Avoid conflicting information
Contradictory details confuse your agent. Keep one clear version of policies, procedures, and business info.
Add supplementary information at the end
Use the bottom sections for examples, detailed explanations, or reference materials that support your main content.
Is my data secure?
Your data stays secure within ChatGPT's platform. Only people with your specific GPT link can access it. Share this with internal team members who understand what's in your knowledge base. With clever prompting, any user could potentially learn what's in your knowledge base and instructions—these chat agents aren't built with the security protocols we use for autonomous agents that interact with the public.
What if I don't have enough knowledge to start?
Most people start with a light knowledge base and build it over time.
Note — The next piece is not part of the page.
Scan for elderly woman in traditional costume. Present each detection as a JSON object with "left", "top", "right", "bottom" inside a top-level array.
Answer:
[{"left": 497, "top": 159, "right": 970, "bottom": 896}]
A little goes a long way with AI. As you use your agent, you'll discover gaps in its knowledge—that's normal and expected. Simply add new files or update existing ones whenever you spot missing information. Your agent gets smarter with each addition.
How much information can I add to my agent?
ChatGPT: You can upload up to 20 files, each up to 512MB. Text files are limited to about 2 million tokens per file - that's roughly 300-400 pages of typical business documents.
Claude Projects: Unlimited files, each up to 30MB, but everything combined must fit within Claude's context window - about 500 pages total.
For most business owners, this is more than enough. Your procedures, policies, product information, and marketing materials will easily fit. Think quality over quantity - your agent works better with focused, relevant information than massive files full of fluff.
The sweet spot? Start with 5-10 well-organized documents covering your core business info. You can always add more as you discover gaps.